The big problem that panel members encounter when trying to make window openers is when the locking button is offset from the centre line of the handle. Most UK double glazing manufacturers use a standard mounting for their handles. I must say that this came as some surprise to me but it has created the opportunity for this simple opener.
By replacing the existing offset button handle with a straight one the task becomes much easier. The window remains easy to open for regular users. After several unsatisfactory attempts (too heavy, too complicated, too expensive….) I discovered that I could manufacture an opener by using off the shelf plastic pipe fittings with one minor modification.
The widow opener solution consists of a new handle some 21.5mm solvent weld pipe and three connectors available nationally from Screwfix for a total of £7.00.
One metre of 21.5mm waste pipe. ( cut 40, 80,80, 800 )
Two ‘T’ connectors
One 45-degree connector
One straight window handle (white, silver or gold)
One of the ‘T’ connectors needs to be modified as shown in the pictures below, by cutting a sloping ‘U’ shaped slot.

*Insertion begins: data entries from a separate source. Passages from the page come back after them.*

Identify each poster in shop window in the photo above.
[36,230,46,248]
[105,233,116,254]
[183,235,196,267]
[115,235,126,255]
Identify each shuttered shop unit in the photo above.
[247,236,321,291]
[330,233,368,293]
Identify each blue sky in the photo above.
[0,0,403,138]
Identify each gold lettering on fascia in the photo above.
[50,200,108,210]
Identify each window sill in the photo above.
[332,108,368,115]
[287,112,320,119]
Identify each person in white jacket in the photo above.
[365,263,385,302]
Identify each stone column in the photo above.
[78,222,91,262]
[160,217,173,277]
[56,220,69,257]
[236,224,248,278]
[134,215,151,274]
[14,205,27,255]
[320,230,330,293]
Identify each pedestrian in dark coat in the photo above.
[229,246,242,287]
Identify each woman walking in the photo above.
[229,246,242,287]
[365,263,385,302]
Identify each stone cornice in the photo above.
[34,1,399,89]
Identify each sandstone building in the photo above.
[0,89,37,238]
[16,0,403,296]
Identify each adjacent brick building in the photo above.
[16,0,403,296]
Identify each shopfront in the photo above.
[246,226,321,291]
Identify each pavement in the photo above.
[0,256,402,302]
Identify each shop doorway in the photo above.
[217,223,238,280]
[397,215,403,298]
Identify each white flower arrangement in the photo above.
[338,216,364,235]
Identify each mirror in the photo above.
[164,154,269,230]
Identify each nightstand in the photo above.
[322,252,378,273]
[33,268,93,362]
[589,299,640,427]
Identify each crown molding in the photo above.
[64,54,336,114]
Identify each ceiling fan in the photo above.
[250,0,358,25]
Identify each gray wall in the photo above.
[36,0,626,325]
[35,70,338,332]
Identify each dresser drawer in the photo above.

This can be done by drilling a 12mm hole then using a Hacksaw and Stanley knife to finish.
Use a standard pipe cutter to cut the five pieces of pipe to length and assemble as per the pictures using the appropriate solvent cement.
On site modifications can be made before welding to accommodate length of reach or handle preference. For horizontal window handles just rotate the head through 90 degrees.
Hint: When replacing the handle open the original window handle and remove the bottom screw first using the handle to push against. Then close and remove the top screw. Fit new handle in reverse order.
You might need to adjust the length of the new handle square shaft with a hacksaw to match the existing length.
To use the opener slip it over the handle lifting up so that the section above the ‘U’ depresses the locking button. The window handle can then be rotated. Note that once the handle has rotated by 5 degrees it is no longer necessary to continue to depress the button nor is it necessary to press the button for closure.
I batch produced five kits of parts today and it took me less than 45 minutes.
Note: Although the lock is supplied with a key it really isn’t worth using the key as they are so generic any key will work. The great security advantage of having the depress to open lock is to prevent thieves opening a large window using a loop of wire or stick through an open small top window.